Certificate in Data Science

The Certificate in Data Science is designed for students majoring in disciplines other than Statistics & Data Science to acquire the knowledge to promote mature use of data analysis throughout society. Students gain the necessary knowledge base and useful skills to tackle real-world data analysis challenges. Students who complete the requirements for the certificate are prepared to engage in data analysis in the humanities, social sciences, and sciences and engineering and are able to manage and investigate quantitative data research and report on that data.

If you have questions about the undergraduate Certificate in Data Science, please check the FAQ we are developing.  If you do not find your answer there, you may consult the Certificate Coordinator, Jay Emerson (john.emerson@yale.edu).

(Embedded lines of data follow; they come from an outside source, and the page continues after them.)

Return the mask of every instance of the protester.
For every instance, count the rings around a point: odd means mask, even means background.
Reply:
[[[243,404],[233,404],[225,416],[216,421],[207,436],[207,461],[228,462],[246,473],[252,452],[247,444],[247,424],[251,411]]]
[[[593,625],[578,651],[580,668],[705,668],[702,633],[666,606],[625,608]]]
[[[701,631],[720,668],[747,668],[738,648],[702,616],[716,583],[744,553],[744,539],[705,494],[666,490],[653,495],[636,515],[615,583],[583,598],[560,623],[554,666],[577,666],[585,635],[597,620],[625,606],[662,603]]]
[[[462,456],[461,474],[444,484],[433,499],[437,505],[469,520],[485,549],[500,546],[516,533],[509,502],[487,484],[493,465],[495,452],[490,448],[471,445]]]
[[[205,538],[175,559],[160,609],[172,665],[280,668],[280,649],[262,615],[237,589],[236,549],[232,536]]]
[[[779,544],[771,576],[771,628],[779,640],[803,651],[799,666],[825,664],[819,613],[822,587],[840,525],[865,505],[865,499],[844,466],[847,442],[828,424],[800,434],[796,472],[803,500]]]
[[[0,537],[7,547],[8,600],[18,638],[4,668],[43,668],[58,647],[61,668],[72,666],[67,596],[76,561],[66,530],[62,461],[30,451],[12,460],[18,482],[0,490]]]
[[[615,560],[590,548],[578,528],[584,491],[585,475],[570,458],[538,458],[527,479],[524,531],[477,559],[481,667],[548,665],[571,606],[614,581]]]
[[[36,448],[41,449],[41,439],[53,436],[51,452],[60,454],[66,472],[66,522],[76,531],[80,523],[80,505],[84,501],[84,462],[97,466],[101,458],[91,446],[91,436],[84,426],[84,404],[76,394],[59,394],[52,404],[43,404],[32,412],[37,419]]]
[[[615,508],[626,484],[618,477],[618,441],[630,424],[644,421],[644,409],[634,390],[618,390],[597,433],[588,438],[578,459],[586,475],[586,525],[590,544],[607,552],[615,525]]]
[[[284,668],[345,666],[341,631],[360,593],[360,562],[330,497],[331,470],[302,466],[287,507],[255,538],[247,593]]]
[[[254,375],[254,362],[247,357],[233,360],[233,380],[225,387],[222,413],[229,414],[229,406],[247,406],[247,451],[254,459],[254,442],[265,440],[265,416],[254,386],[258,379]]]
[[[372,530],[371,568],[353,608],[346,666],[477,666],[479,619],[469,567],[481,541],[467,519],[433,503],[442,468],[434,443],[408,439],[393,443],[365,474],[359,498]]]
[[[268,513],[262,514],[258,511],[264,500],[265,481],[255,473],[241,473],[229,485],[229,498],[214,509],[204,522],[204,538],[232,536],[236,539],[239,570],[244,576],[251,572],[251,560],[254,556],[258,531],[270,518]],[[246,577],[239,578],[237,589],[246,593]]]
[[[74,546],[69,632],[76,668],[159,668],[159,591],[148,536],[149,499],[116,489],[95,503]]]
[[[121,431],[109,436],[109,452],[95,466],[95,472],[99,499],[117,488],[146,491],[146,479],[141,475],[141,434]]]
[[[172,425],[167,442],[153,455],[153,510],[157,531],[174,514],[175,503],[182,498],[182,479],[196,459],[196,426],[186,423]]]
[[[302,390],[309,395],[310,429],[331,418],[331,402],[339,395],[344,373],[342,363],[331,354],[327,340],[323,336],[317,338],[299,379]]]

Follow the instructions on this page to register for the certificate; your Degree Audit may answer some of your questions.  Note that some classes may not be listed in the registration form, and that’s fine – those dropdowns serve no real purpose now that Degree Audit has been deployed.  The same form can also be used to un-register.

The certificate in Data Science requires 5 course credits:

  1. Probability and Statistical Theory: one of S&DS 238, 240 (note the semester change, 2024-25), 241, 242.  Advanced students may substitute S&DS 351 or 364 or EENG 431.
  2. Statistical Methodology and Data Analysis: two of S&DS 220 or 230 (but not both 220 and 230), 242, 312, 361, 363, PLSC 349.  Econ 136 may be substituted for S&DS 242.
  3. Computation & Machine Learning: one of S&DS 262, 265, 317, 355, 365, CPSC 223, CPSC 477, CPSC 381, PHYS 378, PLSC 468.  CPSC 323 may be substituted for CPSC 223.
  4. A credit of data analysis in a discipline area. This can be either of:
    1. Two of the 1⁄2-credit seminars (S&DS 170, 171 and 172) that accompanied S&DS 123 in Spring 2019. (S&DS 171 and 172 are now offered as full-credit courses, so either course can be used on its own to satisfy this requirement if taken in Spring 2020 or later.)
    2. One of the “Data Science in a Discipline Area” courses approved for the data science certificate, which are listed below.

Students are required to earn at least B- in each course counted towards the certificate (or Pass for courses taken in Spring 2020). No course may be used to fulfill more than one requirement of the certificate.  Also, no course may be counted towards both the certificate and a major.

Students are encouraged to take an introductory course, such as one of S&DS 100, 10X, or 123 (or an introductory data analysis course in another department), before taking courses for the certificate.  This is described as the “prerequisite” in the YCPS.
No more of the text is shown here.